Mbok Nah
Oleh : Mila Athar
Jilbab hitam yang semakin memudar tersebut tertiup angin pagi yang menusuk tulang. Langkahnya tertatih, tapi ia tak surut dalam menapakkan kaki yang semakin renta. Lalu lalang kendaraan bermotor, mendahului langkahnya. Mentari baru saja hadir, tetapi bumi sudah disibukkan dengan aktivitas manusia yang tiada henti. Mengejar rezeki yang tiada batas, mungkin.
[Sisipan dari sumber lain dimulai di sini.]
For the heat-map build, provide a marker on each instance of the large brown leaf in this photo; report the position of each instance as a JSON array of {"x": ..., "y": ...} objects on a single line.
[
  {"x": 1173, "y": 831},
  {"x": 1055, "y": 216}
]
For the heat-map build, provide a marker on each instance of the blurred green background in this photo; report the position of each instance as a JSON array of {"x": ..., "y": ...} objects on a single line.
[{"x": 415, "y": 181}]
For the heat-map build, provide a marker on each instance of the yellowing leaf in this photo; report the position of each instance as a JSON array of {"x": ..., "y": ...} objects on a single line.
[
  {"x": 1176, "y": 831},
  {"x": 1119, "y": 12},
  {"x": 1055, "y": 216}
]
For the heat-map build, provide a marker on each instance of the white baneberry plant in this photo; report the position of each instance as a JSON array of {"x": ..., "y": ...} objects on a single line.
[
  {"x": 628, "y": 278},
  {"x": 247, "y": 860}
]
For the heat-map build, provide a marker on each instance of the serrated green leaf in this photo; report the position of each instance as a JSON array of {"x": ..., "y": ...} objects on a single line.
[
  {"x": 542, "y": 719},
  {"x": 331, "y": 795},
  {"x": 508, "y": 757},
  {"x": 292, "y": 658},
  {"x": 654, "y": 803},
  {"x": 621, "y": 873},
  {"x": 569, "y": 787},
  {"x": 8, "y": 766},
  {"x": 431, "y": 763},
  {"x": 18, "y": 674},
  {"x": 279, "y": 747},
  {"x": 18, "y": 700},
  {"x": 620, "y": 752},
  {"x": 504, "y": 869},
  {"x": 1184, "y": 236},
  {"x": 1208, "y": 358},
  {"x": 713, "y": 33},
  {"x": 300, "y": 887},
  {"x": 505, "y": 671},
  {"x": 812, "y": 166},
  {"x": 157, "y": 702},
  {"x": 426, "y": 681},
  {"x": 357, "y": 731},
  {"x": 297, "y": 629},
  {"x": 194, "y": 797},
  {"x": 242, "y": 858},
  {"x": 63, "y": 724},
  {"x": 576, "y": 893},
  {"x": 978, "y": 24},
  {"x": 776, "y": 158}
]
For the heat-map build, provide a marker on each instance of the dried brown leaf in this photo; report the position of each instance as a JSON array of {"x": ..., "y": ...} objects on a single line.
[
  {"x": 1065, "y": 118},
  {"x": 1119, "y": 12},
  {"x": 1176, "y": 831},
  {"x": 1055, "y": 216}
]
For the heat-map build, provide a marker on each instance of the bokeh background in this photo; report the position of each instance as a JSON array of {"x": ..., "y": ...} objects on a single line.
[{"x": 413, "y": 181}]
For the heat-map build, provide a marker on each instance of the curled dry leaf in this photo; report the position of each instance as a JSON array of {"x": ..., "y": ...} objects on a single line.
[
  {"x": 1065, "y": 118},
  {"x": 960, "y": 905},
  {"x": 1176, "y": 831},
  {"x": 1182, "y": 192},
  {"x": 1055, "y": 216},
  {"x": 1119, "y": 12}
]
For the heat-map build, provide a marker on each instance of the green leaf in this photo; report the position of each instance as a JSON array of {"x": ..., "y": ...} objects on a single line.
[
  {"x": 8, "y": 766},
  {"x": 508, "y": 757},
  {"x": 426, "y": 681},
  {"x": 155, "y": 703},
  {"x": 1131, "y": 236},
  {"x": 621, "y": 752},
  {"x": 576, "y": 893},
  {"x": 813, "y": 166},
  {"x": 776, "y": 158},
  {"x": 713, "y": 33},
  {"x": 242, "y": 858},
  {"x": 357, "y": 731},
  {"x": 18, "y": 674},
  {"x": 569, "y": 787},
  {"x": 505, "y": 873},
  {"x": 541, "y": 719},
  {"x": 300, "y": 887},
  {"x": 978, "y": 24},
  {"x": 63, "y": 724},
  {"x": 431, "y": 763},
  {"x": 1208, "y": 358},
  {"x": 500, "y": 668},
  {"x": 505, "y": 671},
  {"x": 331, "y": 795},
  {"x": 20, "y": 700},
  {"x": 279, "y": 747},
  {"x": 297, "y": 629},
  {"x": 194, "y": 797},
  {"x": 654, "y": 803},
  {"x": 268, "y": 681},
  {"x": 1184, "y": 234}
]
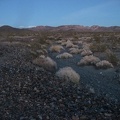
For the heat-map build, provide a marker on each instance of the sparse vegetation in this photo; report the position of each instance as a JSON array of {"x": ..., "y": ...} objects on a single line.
[{"x": 68, "y": 74}]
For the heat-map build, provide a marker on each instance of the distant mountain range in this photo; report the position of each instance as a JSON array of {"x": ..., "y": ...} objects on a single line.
[{"x": 78, "y": 28}]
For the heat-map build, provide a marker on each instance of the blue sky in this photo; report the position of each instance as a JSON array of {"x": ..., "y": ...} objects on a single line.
[{"x": 26, "y": 13}]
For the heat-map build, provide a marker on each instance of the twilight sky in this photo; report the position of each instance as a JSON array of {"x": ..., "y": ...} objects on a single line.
[{"x": 26, "y": 13}]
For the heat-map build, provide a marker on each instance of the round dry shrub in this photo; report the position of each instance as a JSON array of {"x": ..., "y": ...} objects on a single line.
[
  {"x": 64, "y": 55},
  {"x": 45, "y": 62},
  {"x": 75, "y": 50},
  {"x": 89, "y": 60},
  {"x": 86, "y": 52},
  {"x": 56, "y": 48},
  {"x": 68, "y": 74},
  {"x": 104, "y": 64},
  {"x": 69, "y": 44}
]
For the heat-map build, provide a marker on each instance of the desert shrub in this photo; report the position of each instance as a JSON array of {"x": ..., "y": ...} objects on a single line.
[
  {"x": 86, "y": 52},
  {"x": 98, "y": 47},
  {"x": 45, "y": 62},
  {"x": 111, "y": 57},
  {"x": 104, "y": 64},
  {"x": 75, "y": 50},
  {"x": 56, "y": 48},
  {"x": 69, "y": 44},
  {"x": 64, "y": 55},
  {"x": 42, "y": 51},
  {"x": 89, "y": 60},
  {"x": 68, "y": 74}
]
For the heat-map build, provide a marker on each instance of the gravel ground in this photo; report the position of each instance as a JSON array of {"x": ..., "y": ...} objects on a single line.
[{"x": 28, "y": 92}]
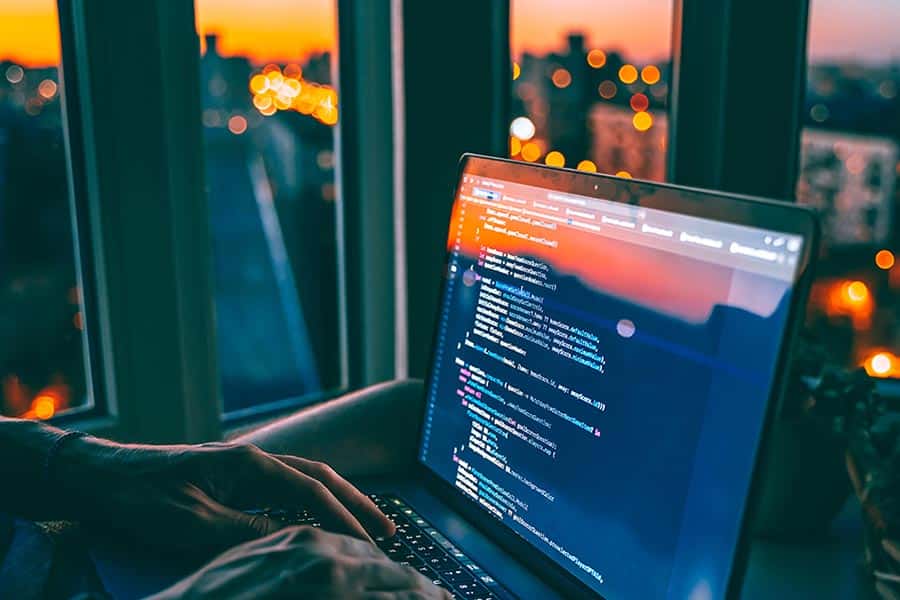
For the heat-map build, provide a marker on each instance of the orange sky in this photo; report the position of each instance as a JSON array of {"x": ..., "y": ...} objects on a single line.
[{"x": 284, "y": 30}]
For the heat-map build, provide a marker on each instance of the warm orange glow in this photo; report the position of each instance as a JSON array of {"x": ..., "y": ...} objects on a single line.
[
  {"x": 596, "y": 58},
  {"x": 650, "y": 74},
  {"x": 531, "y": 151},
  {"x": 279, "y": 31},
  {"x": 882, "y": 364},
  {"x": 237, "y": 124},
  {"x": 856, "y": 292},
  {"x": 884, "y": 259},
  {"x": 607, "y": 90},
  {"x": 44, "y": 406},
  {"x": 561, "y": 78},
  {"x": 259, "y": 83},
  {"x": 555, "y": 159},
  {"x": 642, "y": 121},
  {"x": 639, "y": 103},
  {"x": 515, "y": 146},
  {"x": 293, "y": 71},
  {"x": 47, "y": 89},
  {"x": 628, "y": 74}
]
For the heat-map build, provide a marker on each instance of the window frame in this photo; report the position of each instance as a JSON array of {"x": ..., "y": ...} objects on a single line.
[{"x": 140, "y": 221}]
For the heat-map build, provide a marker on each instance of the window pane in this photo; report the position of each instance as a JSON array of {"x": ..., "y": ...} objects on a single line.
[
  {"x": 269, "y": 115},
  {"x": 849, "y": 166},
  {"x": 591, "y": 84},
  {"x": 41, "y": 346}
]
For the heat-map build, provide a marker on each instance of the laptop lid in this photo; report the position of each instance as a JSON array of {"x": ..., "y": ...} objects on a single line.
[{"x": 605, "y": 360}]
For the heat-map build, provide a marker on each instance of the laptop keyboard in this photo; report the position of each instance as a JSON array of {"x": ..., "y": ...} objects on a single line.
[{"x": 418, "y": 545}]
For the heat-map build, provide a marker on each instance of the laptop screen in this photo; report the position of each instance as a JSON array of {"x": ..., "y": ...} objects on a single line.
[{"x": 600, "y": 379}]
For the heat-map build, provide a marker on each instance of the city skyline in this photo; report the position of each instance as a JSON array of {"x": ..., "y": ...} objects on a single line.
[{"x": 641, "y": 29}]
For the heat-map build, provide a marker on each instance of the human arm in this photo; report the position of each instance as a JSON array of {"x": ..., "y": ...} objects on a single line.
[{"x": 369, "y": 432}]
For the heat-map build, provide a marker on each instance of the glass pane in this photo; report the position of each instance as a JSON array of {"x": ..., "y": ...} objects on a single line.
[
  {"x": 849, "y": 165},
  {"x": 591, "y": 84},
  {"x": 41, "y": 347},
  {"x": 269, "y": 115}
]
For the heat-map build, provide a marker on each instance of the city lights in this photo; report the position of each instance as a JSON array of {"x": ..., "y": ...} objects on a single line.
[
  {"x": 882, "y": 364},
  {"x": 628, "y": 74},
  {"x": 531, "y": 151},
  {"x": 47, "y": 89},
  {"x": 856, "y": 292},
  {"x": 607, "y": 90},
  {"x": 15, "y": 74},
  {"x": 650, "y": 74},
  {"x": 596, "y": 58},
  {"x": 561, "y": 78},
  {"x": 642, "y": 121},
  {"x": 274, "y": 90},
  {"x": 44, "y": 407},
  {"x": 515, "y": 146},
  {"x": 555, "y": 159},
  {"x": 522, "y": 128},
  {"x": 884, "y": 259},
  {"x": 237, "y": 124}
]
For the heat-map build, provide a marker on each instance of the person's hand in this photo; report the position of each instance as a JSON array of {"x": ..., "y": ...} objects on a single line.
[
  {"x": 190, "y": 498},
  {"x": 302, "y": 562}
]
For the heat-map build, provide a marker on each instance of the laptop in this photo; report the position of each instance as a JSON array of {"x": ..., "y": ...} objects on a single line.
[
  {"x": 606, "y": 365},
  {"x": 607, "y": 362}
]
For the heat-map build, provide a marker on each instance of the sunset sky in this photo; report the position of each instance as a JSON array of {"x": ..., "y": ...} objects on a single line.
[{"x": 291, "y": 29}]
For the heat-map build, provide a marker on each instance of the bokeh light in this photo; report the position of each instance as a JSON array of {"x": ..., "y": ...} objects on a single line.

Pagi ini, seperti biasa tubuh ringkihnya juga dipaksa untuk mengais rezeki. Di sela jalan, dia harus berhenti karena batuknya tak kunjung reda. Mbok Nah namanya, berjuang demi mencari sesuap nasi. Setiap pagi, ada bakul yang digendong di belakang punggungnya. Bakul itu berisi tempe yang dibungkus daun. Tiap pagi, Mbok Nah tak pernah absen untuk pergi ke pasar. Sehabis Shubuh, lekas dia menata dagangannya dan bersiap menjajakan tempenya di pojokan pasar. Berjalan sejauh 6 kilometer sudah biasa baginya, tak pernah ada keluh. Meski zaman sudah semakin maju, kendaraan yang beribu-ribu jumlahnya, tak membuatnya bergeming untuk memiliki. Selain tak ada uang untuk membeli, baginya ia tak butuh sepeda. Selama ia masih punya kaki untuk berpijak, ia memilih menggunakan kekuatannya untuk pergi ke mana pun untuk berjalan.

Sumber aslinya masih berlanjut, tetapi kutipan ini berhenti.